Many children are underweight, short, or thin as a result of nutritional inadequacy which prevents growth to their genetic potential. Numerous factors contribute to small body size, and we use the term ‘poor growth’ rather than the term ‘protein energy malnutrition’ which focuses on two nutrients only. The nutritional inadequacies that cause ‘poor growth’ rather than thinness or shortness per se, may be responsible for higher rates of morbidity and mortality in children with poor growth. Thus we consider that low values for anthropometric indices are best considered as markers of a range of nutritional inadequacies rather than as direct biological causes of higher morbidity or mortality. We shall, however, use the term ‘protein energy malnutrition’ to describe children below 60% weight for age or with nutritional oedema to encompass the clinical syndromes of marasmus and kwashiorkor.

Cut-off points and confounding factors

An example, relating nutritional status to mortality risk from heart disease, illustrates some of the difficulties encountered when trying to relate the risk of infection to nutritional status. In most physiological measurements, such as blood pressure or haemoglobin concentration, it is o9o5 the norm to have a distribution with a median and various standard deviation scores above and below the median. These measurements may be used to predict the level of risk of a certain disease. Body mass index (BMI = weight/height2) for instance can be used to predict the likelihood of dying from a heart attack during the years after a simple anthropometric measurement. Two interesting aspects of this example emerge. Firstly, the relationship between nutrition and mortality is not linear. It is U shaped showing excess mortality at low levels and high levels of BMI. In theory it should therefore be possible to set cut-off points above and below which risk of mortality is increased. Between the points there should be little association between nutrition and risk of death. Secondly, the relationship is very different if cigarette smokers are analysed separately from non-smokers. Those who smoke have a higher risk of death from non-smokers with an identical BMI.

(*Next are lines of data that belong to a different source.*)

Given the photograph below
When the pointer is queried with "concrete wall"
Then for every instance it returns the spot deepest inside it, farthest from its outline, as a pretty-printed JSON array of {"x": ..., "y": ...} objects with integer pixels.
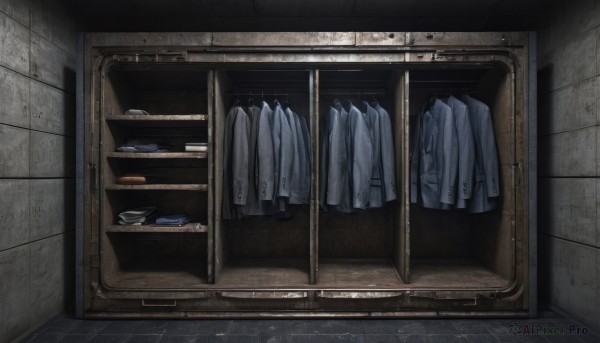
[
  {"x": 37, "y": 79},
  {"x": 569, "y": 160}
]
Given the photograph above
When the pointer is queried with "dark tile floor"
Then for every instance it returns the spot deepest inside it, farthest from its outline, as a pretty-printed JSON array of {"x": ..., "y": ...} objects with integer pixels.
[{"x": 549, "y": 327}]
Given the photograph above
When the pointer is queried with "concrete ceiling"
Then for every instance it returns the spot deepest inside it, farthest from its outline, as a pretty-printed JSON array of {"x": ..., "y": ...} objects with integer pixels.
[{"x": 309, "y": 15}]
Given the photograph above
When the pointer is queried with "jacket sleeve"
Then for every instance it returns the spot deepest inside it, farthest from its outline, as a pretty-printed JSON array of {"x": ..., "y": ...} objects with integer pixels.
[
  {"x": 323, "y": 160},
  {"x": 362, "y": 161},
  {"x": 240, "y": 152},
  {"x": 306, "y": 172},
  {"x": 286, "y": 155},
  {"x": 266, "y": 162},
  {"x": 466, "y": 154},
  {"x": 490, "y": 154},
  {"x": 449, "y": 141},
  {"x": 388, "y": 157},
  {"x": 415, "y": 157},
  {"x": 337, "y": 161}
]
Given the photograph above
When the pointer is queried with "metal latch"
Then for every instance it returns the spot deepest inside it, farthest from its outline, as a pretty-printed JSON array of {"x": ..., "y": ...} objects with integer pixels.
[
  {"x": 151, "y": 57},
  {"x": 159, "y": 302}
]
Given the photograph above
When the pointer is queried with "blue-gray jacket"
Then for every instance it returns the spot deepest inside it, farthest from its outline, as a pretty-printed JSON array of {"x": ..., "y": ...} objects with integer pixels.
[
  {"x": 486, "y": 188},
  {"x": 266, "y": 156},
  {"x": 434, "y": 160},
  {"x": 388, "y": 157},
  {"x": 360, "y": 160},
  {"x": 283, "y": 147},
  {"x": 235, "y": 162},
  {"x": 466, "y": 151}
]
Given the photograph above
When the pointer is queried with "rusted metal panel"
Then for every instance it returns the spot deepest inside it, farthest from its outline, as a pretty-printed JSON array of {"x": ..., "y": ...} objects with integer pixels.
[
  {"x": 262, "y": 295},
  {"x": 283, "y": 39},
  {"x": 358, "y": 295},
  {"x": 380, "y": 38},
  {"x": 489, "y": 39},
  {"x": 493, "y": 293},
  {"x": 146, "y": 39},
  {"x": 314, "y": 191},
  {"x": 264, "y": 58}
]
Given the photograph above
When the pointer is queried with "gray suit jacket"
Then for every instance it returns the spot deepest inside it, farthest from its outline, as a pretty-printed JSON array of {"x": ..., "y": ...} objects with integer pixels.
[
  {"x": 388, "y": 157},
  {"x": 296, "y": 193},
  {"x": 235, "y": 163},
  {"x": 376, "y": 190},
  {"x": 324, "y": 137},
  {"x": 305, "y": 158},
  {"x": 466, "y": 151},
  {"x": 337, "y": 165},
  {"x": 434, "y": 160},
  {"x": 266, "y": 157},
  {"x": 486, "y": 189},
  {"x": 360, "y": 158},
  {"x": 283, "y": 146}
]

It has been frustrating to find that a number of different anthropometric, biochemical and clinical indices have been used to define nutritional status in the literature each with a variety of different cut-off points. The reason for selection of a specific cut-off point is rarely stated and all too frequently the analysis of association between nutrition and infections has been restricted to comparison of infection rates in those above and those below an arbitrarily defined cut-off rather than an examination of the level of nutrition at which risk of infections increase. The interaction between nutritional status and subsequent mortality (mostly from infection) reviewed later, shows different results in different communities. This implies that there is no single cut-off level which can be used universally to predict high risk individuals. For instance it is evident that there are considerable differences in the level of risk of mortality and infection between different populations of children of the same age and same weight and/or height. Presumably some of the co-existing biological variables, such as the presence of iron or vitamin A deficiency, or some of the social and economic variables, such as availability of health care or early treatment of infection, have quite marked influence on the outcome of an infection, independent of nutritional status. In the absence of a single cut-off point which is universally accepted as defining malnutrition, the definition used by the authors of the studies are reviewed is reported.

In the same way that the ‘confounding’ factor of smoking exerts an independent effect on mortality risk from heart disease, there are numerous confounding variables which affect the level of risk for morbidity and mortality associated with malnutrition. It is disappointing to find that these have rarely been taken into account in study designs. At the same time it is acknowledged that the complexity of confounding variables make it difficult to control for them all in a community based study.